In vista della Giornata Mondiale dell’Ambiente, i dati dell’Osservatorio 2026 della Fondazione per la Sostenibilità Digitale scattano una fotografia preoccupante del tessuto produttivo italiano. Il 44% delle microimprese (realtà tra 0 e 10 dipendenti) soffre di una profonda mancanza di consapevolezza: non ha competenze sul digitale né sensibilità verso la sostenibilità, rientrando a pieno titolo nella categoria degli “Insostenibili Analogici”.
Lo studio “Digitale e sostenibilità nell’Italia che produce e che consuma” – realizzato in collaborazione con Adiconsum e Confcommercio – mette per la prima volta a confronto diretto i microimprenditori con i consumatori. Il verdetto è chiaro: il vero ostacolo alla transizione climatica non è tecnologico, ma culturale.
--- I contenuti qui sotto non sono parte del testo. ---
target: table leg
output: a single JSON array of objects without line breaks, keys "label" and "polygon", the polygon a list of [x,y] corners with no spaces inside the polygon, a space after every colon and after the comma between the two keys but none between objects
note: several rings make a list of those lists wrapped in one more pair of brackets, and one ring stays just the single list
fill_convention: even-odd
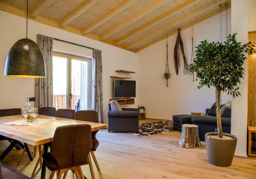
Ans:
[{"label": "table leg", "polygon": [[[49,144],[44,144],[44,153],[46,153],[48,152],[48,147]],[[45,172],[46,171],[46,166],[43,162],[42,163],[42,170],[41,170],[41,179],[45,179]]]},{"label": "table leg", "polygon": [[17,144],[18,141],[16,140],[13,140],[11,144],[7,147],[7,148],[4,150],[4,151],[1,154],[0,156],[0,160],[2,161],[4,160],[4,158],[6,157],[6,155],[12,150],[13,148],[14,147],[14,146]]},{"label": "table leg", "polygon": [[29,147],[29,146],[28,146],[28,145],[26,143],[24,143],[24,145],[25,146],[25,148],[26,148],[26,151],[27,153],[27,154],[28,155],[28,157],[29,157],[29,159],[31,161],[32,161],[33,159],[34,159],[34,156],[32,154],[32,152],[31,152],[31,150],[30,149],[30,147]]}]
Il gap con i consumatori: competenze simili, consapevolezza opposta
Il confronto basato sull’indice DiSI (Digital Sustainability Index©) mostra un dato sorprendente. Se sul fronte delle competenze tecnologiche generali il divario tra cittadini e piccoli imprenditori è minimo (in entrambi i casi oltre il 70% dichiara competenze medio-alte), la distanza diventa siderale quando si parla di ecologia. Il gap di consapevolezza sulla sostenibilità tra microimprese e consumatori è infatti doppio rispetto a quello sul digitale.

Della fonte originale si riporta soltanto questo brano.